Vous jugez bien que, comme toutes
les jeunes filles, je cherchais à deviner l’amour et ses plaisirs : mais
n’ayant jamais été au couvent, n’ayant point de bonne amie, et surveillée par
une mère vigilante, je n’avais que des idées vagues et que je ne pouvais
fixer ; la nature même, dont assurément je n’ai eu qu’à me louer depuis,
ne me donnait encore aucun indice. On eût dit qu’elle travaillait en silence à
perfectionner son ouvrage. Ma tête seule fermentait ; je n’avais pas
l’idée de jouir, je voulais savoir ; le désir de m’instruire m’en suggéra
les moyens.
Je sentis que le seul homme avec
qui je pouvais parler sur cet objet sans me compromettre était mon confesseur.
Aussitôt je pris mon parti ; je surmontai ma petite honte et me
vantant d’une faute que je n’avais pas commise, je m’accusai d’avoir fait tout
ce que font les femmes. Ce fut mon expression ; mais en parlant ainsi, je
ne savais, en vérité, quelle idée j’exprimais. Mon espoir ne fut ni tout à fait
trompé, ni entièrement rempli ; la crainte de me trahir m’empêchait de
m’éclairer : mais le bon Père me fit le mal si grand, que j’en conclus que
le plaisir devait être extrême ; et au désir de le connaître succéda celui
de le goûter.
Je ne sais où ce désir m’aurait
conduite ; et alors dénuée d’expérience, peut-être une seule occasion
m’eût perdue : heureusement pour moi, ma mère m’annonça peu de jours après
que j’allais me marier ; sur-le-champ la certitude de savoir éteignit ma
curiosité, et j’arrivai vierge entre les bras de M. de Merteuil.

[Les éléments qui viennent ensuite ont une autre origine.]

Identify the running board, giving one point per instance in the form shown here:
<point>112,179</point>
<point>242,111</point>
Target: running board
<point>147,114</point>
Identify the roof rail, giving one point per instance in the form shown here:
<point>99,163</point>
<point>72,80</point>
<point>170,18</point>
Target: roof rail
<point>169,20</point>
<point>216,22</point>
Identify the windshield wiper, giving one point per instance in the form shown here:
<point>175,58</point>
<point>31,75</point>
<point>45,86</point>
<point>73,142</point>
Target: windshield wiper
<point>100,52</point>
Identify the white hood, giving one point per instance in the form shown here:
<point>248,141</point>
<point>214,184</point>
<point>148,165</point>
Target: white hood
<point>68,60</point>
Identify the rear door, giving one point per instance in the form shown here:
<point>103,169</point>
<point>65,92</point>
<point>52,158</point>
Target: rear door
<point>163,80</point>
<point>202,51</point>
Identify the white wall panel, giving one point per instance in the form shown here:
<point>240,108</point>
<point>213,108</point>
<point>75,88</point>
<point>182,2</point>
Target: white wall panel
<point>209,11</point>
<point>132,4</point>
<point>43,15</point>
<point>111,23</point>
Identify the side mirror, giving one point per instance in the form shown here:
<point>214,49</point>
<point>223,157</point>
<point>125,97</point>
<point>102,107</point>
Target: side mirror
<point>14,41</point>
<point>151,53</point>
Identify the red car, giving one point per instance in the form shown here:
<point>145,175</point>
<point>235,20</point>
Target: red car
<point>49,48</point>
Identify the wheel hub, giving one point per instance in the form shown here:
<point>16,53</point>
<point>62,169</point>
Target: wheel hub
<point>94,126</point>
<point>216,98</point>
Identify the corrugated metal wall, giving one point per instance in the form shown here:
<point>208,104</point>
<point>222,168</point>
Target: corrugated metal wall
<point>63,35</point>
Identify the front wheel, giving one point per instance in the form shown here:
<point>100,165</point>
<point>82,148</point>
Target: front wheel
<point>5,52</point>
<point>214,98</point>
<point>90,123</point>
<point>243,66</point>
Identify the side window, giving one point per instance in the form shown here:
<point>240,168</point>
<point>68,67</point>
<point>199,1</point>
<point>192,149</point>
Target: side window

J’attendais avec sécurité le moment
qui devait m’instruire, et j’eus besoin de réflexion pour montrer de l’embarras
et de la crainte. Cette première nuit, dont on se fait pour l’ordinaire une
idée si cruelle ou si douce, ne me présentait qu’une occasion
d’expérience : douleur et plaisir, j’observai tout exactement, et ne
voyais dans ces diverses sensations que des faits à recueillir et à
méditer. Ce genre d’étude parvint bientôt à me plaire : mais fidèle à mes
principes, et sentant, peut-être par instinct, que nul ne devait être plus loin
de ma confiance que mon mari, je résolus, par cela seul que j’étais sensible,
de me montrer impassible à ses yeux. Cette froideur apparente fut par la suite
le fondement inébranlable de son aveugle confiance ; j’y joignis, par une
seconde réflexion, l’air d’étourderie qu’autorisait mon âge ; et jamais il
ne me jugea plus enfant que dans les moments où je jouais avec plus d’audace.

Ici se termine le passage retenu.